In 400,000 other locations, “elements” of ex-junk affect expression of genes that lie far away on the DNA helix. How can they act far away? Because “far away” has a peculiar meaning here. DNA in each cell would be about 6 feet long if laid in a straight line, which is how diagrams of genes are sometimes drawn. “Far” means far on that straight line. But DNA in cells isn’t laid out flat. The 6 feet are a dense tangle inside the microscopic cell nucleus. In the tangle, DNA “elements” may be kissing, despite lying far from each other on a straight-line diagram. Maybe, but no one knows. 3-D mapping of the tangle is just getting underway. With 400,000 possible kisses to map, it’s a big job.
What phenomenon in nature?
99% of human DNA doesn’t contain genes that code for proteins.

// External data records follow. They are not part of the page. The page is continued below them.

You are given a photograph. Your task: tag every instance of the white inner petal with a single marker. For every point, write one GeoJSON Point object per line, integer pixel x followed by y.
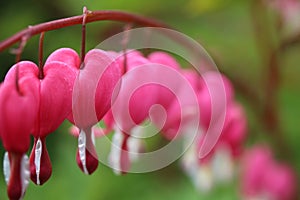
{"type": "Point", "coordinates": [115, 151]}
{"type": "Point", "coordinates": [37, 159]}
{"type": "Point", "coordinates": [6, 167]}
{"type": "Point", "coordinates": [25, 173]}
{"type": "Point", "coordinates": [82, 149]}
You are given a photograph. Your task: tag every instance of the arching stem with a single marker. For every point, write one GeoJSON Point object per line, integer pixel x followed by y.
{"type": "Point", "coordinates": [41, 51]}
{"type": "Point", "coordinates": [92, 16]}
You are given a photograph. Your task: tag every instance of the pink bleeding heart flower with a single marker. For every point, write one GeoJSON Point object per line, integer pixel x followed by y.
{"type": "Point", "coordinates": [19, 109]}
{"type": "Point", "coordinates": [263, 177]}
{"type": "Point", "coordinates": [126, 115]}
{"type": "Point", "coordinates": [183, 108]}
{"type": "Point", "coordinates": [54, 92]}
{"type": "Point", "coordinates": [138, 98]}
{"type": "Point", "coordinates": [92, 98]}
{"type": "Point", "coordinates": [163, 59]}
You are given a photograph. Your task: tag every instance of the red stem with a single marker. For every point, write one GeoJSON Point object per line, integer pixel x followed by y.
{"type": "Point", "coordinates": [90, 17]}
{"type": "Point", "coordinates": [41, 44]}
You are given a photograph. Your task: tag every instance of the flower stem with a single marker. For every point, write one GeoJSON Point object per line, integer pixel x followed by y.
{"type": "Point", "coordinates": [91, 16]}
{"type": "Point", "coordinates": [41, 44]}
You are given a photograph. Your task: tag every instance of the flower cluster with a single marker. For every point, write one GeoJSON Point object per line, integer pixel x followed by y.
{"type": "Point", "coordinates": [110, 86]}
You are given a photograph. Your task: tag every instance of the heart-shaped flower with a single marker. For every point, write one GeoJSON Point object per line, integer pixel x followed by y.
{"type": "Point", "coordinates": [19, 109]}
{"type": "Point", "coordinates": [54, 91]}
{"type": "Point", "coordinates": [95, 82]}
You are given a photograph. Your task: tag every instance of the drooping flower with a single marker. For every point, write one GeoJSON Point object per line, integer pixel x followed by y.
{"type": "Point", "coordinates": [92, 97]}
{"type": "Point", "coordinates": [19, 109]}
{"type": "Point", "coordinates": [54, 93]}
{"type": "Point", "coordinates": [137, 96]}
{"type": "Point", "coordinates": [265, 178]}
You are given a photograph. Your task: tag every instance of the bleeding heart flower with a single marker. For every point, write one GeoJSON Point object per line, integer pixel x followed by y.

What did this discovery show?
The 99% isn’t inert junk. Instead, at least 80% of it contains lengths of DNA (“elements” is still the catch-all label) that regulate the gene-containing 1%.
What was known before?
The 99% was passed on from generation to generation, but not whether it did anything useful.
What remains unknown?
A century’s worth of work, according to some researchers. An obvious question: is the other 20% really still junk? More profoundly, how do these “elements” manage the protein genes? And even if that were known for, say, liver cells, the answer’s probably different for cells of brain, kidney, lung…or any other cells. All cells have the same genome, but these “elements” operate differently in each type. The complexity makes obvious how a century could be occupied in exploring it.
The research on DNA data elements (ENCODE) conducted over nine years, was reported in 30 scientific papers. 489 Nature 45 ff. (6 September 2012) contains 6 of them and extensive analysis and description.